Roberth and Andrea
Owners of Pläj Restaurant

Roberth and Andrea Sundell have successfully run the only Scandinavian restaurant, Pläj, in San Francisco for several years. They are adding a new Swedish street food restaurant in their hometown of Petaluma outside of San Francisco, Stockhome, a clever word play.

”I have applied the “go with the flow” strategy in my career.”

Roberth explains his background and we speak about making a full circle around San Francisco on a sunny afternoon when the Restaurant Pläj in San Francisco is starting their preparations for the evening’s guests.

Roberth has been a chef since he was 20 years old, when he graduated from chef academy in Stockholm. Roberth had no plans to become a chef from an early age, instead he went to high school with his twin brother planning to become painters. At the age of 18, Roberth started noticing he felt sick while working construction. Apparently working as a painter on several construction sites made Roberth develop an allergy to dust. Therefore he had to re-think his career choice, Roberth decided to become a chef.

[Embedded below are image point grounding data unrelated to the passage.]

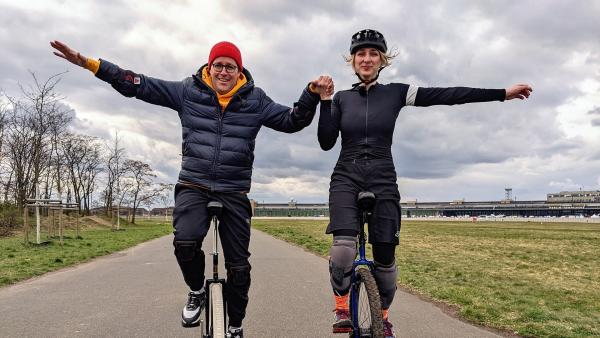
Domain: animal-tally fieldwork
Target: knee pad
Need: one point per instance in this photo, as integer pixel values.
(386, 276)
(187, 251)
(341, 257)
(239, 274)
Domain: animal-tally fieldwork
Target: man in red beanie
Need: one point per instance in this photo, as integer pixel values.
(221, 113)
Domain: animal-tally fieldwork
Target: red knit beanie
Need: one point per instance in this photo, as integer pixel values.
(225, 48)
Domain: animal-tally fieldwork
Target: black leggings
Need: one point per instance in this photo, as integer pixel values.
(383, 253)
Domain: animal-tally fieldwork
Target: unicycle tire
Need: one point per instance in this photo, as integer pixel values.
(370, 317)
(216, 316)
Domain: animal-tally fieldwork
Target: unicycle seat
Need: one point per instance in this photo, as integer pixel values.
(214, 208)
(365, 201)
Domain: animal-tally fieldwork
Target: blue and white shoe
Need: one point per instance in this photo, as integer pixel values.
(190, 316)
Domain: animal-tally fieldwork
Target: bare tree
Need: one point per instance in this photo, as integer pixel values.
(82, 161)
(27, 128)
(44, 111)
(114, 173)
(142, 191)
(18, 143)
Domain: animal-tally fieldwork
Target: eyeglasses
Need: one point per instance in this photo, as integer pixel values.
(228, 68)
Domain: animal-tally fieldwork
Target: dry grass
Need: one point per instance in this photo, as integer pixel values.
(539, 280)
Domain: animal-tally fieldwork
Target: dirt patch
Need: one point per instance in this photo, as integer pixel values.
(99, 221)
(454, 311)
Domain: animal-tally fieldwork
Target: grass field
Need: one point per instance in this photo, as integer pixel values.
(19, 261)
(538, 280)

During a road trip with his friend going through the US they found themselves in San Francisco. That same week Andrea, who is originally from Arizona, was traveling through California. Apparently, the stars were aligned that night since all of a sudden at a nightclub Andrea stood in front of Roberth.

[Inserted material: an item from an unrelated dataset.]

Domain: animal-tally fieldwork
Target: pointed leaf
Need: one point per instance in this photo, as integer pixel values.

“I knew immediately there was something special about her, and I am not the type of person who doesn’t follow up on this matter. My road trip ended with five days in Arizona which a couple of years later after visiting eachother, I moved to Arizona”.

Roberth’s interest in food comes from his mother and his grandmother who he always assisted in the kitchen. His mother loved making fancy tasting menus at home with 5-6 dishes. Roberth got an interest in great commodities and meat since his father brought home from meat from his annual hunting trip. Thoguh it was from his grandmother Roberth got the recipe for his famous Swedish meatballs.

“The secret is to fry them in a lot of grease and have a great mixture of ground beef and pork and then add a little bit of mustard. The meatballs are absolutely the most popular dish on the menu. And I love providing my guests with classical Scandinavian food like that.”

Roberth got in to owning a restaurant in San Francisco by an accident. He managed a Christmas table at the Scandinavian School here in San Francisco together with Andrea while they lived in Arizona, and from there he met a man who wanted to meet with him in San Francisco the following weekend. This man met him in the venue of what is now Pläj and offered him the restaurant on the condition that he opened a Scandinavian restaurant.

In the beginning of Pläj, Roberth was really creative with the inventories. For example, he named the desserts Godis, included small fun facts about Sweden on the menu, and they gave the bills in Swedish dictionaries. Unfortunately this did not work in the long run. The guests did not understand the menus; the Swedish guests started correcting the fun facts and the dictionaries were all stolen.

Now, since Pläj is established and the concept is set, Roberth and Andrea are looking for their next project. In the beginning of 2018 they will open their new restaurant Stockhome in Petaluma, where they also live with their four kids. Stockhome will have Swedish candy (Lösgodis) and the food will focus on Swedish Street food. What is Swedish Street food you ask? Tunnbrödrulle? Hotdogs? Salmon? Burger with herring? No, it is of course the Swedish Kebab and Falafel.

“I have always added a Swedish touch in my cooking, even while working in a French restaurant in LA. I was “Chef Dill”, everyone always thought I put too much dill in everything. Here at Pläj and at Stockhome I have as much dill in the dishes as I like!”

It is truly a privilege for people in San Francisco and the Bay Area that Roberth and Andrea are providing Swedish delicacies. No matter if you are Swedish or American you should definitely head to Pläj or Stockhome to get your Swedish food fix.